- The Washington Times - Thursday, June 8, 2000

Tough beat to follow

"It reinforced my conviction that I have had the privilege of working for many years with some of the greatest people in the world, even though they commit journalism on a daily basis."

Frank Aukofer, a familiar face on Capitol Hill who stepped down this week after 30 years as Washington bureau chief of the Milwaukee Journal

Cup law

Talk about congressional rules and regulations getting out of hand. Take a look at the notice one senator, who insists on anonymity, was required to post next to the water cooler in his Capitol Hill office this week:

"Water Cooler Paper Cup Policy:

"The Rules Committee has needed to implement a new paper cup policy and asked me to get this information out. Effective immediately, the paper cups used for water coolers must follow these guidelines:

"1) Cups must be purchased from the water company;

"2) Cups cannot be insulated;

"3) Cups should be of the smallest possible size, not to exceed 8 oz.

"Vouchers already in house will be approved as before, but from now on these guidelines will be used … ."

We spoke to the senator's press secretary, who said while her boss thinks the new guidelines and posting of same are ridiculous, he did so "to make certain we are in compliance."

Wipe your feet

When it comes to marketing first lady Hillary Rodham Clinton, what will they dream up next?

A company registered as Diplomat Inc., apparently not linked to the Democratic National Committee, is peddling "Hillary Doormats." Constructed of durable polyester, the mat's artwork (Mrs. Clinton's smiling mug) resists rubbing and scraping.

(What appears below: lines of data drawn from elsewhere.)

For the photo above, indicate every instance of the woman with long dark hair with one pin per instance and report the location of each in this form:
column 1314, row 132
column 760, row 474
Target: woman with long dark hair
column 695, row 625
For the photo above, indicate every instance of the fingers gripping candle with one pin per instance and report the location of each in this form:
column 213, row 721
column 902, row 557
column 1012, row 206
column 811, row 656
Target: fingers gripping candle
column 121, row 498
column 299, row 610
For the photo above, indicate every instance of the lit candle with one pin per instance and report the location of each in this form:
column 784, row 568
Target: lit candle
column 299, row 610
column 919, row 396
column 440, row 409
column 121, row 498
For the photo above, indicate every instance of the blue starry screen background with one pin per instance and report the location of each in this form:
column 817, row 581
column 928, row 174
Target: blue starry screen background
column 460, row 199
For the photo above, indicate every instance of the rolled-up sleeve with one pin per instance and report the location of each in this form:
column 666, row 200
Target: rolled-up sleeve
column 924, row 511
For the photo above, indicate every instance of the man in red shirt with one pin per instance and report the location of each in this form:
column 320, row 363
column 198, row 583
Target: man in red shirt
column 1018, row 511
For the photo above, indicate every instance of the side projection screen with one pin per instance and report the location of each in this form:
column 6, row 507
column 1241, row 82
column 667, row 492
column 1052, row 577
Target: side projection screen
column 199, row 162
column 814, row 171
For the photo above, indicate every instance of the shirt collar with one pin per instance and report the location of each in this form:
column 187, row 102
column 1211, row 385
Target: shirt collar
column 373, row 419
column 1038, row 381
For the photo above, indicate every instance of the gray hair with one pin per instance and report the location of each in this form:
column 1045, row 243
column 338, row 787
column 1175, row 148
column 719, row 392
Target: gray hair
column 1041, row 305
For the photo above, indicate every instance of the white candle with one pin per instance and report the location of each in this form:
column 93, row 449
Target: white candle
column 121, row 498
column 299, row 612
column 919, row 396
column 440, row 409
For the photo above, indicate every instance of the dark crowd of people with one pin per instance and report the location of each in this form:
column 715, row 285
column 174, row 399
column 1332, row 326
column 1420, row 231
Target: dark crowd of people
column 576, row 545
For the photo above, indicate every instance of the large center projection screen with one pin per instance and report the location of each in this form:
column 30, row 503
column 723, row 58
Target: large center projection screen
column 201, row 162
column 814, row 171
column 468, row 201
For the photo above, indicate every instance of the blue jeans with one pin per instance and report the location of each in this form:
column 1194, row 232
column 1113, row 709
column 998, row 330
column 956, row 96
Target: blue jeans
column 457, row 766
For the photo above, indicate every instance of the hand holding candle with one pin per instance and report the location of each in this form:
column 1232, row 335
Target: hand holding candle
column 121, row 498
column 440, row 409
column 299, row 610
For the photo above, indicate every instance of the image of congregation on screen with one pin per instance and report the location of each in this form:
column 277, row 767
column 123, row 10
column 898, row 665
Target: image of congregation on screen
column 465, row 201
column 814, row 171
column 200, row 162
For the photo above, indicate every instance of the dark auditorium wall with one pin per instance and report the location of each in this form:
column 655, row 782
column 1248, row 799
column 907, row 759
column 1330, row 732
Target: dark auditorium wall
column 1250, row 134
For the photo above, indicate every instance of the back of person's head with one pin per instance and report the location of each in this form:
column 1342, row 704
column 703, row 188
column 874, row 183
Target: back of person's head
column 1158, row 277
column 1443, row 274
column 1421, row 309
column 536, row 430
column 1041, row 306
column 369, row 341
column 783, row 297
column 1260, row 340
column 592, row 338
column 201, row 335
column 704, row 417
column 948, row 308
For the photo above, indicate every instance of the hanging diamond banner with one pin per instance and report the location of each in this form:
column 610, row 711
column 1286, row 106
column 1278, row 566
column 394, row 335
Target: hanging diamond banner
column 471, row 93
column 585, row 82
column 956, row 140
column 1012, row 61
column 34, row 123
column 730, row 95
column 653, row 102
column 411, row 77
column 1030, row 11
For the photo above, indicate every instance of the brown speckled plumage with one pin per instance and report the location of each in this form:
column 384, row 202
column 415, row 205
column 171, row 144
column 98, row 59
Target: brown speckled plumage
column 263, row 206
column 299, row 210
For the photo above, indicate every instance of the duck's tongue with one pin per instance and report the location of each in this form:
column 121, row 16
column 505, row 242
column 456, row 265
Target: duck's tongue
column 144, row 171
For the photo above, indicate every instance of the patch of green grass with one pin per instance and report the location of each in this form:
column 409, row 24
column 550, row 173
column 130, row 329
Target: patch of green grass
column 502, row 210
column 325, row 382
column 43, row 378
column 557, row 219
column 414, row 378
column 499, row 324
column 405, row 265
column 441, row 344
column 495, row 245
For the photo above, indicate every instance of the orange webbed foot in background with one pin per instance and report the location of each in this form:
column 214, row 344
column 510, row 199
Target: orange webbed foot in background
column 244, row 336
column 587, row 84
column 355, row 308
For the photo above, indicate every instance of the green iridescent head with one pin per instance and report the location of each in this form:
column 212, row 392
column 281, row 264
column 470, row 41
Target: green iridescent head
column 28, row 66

Better yet, each doormat includes a choice of Hillaryisms:

• "I've always been a Yankee fan!"

• "I'm part Jewish."

• "It's all a vast right-wing conspiracy!"

• "Let them bake cookies!"

• "Billing records? What billing records?"

Sample doormats and Hillaryisms can be viewed over the Internet at www.hillarydoormat.com.

Mouse convention

Speaking of the Internet, Republican National Convention organizers expect their 2000 convention Web site to generate 20 million hits a day compared with approximately 3 million per day in 1996.

And for good reason. Visitors clicking into the site will actually feel like they're in Philadelphia, listening in on political conversations and visiting exhibits, among other mouse maneuvering.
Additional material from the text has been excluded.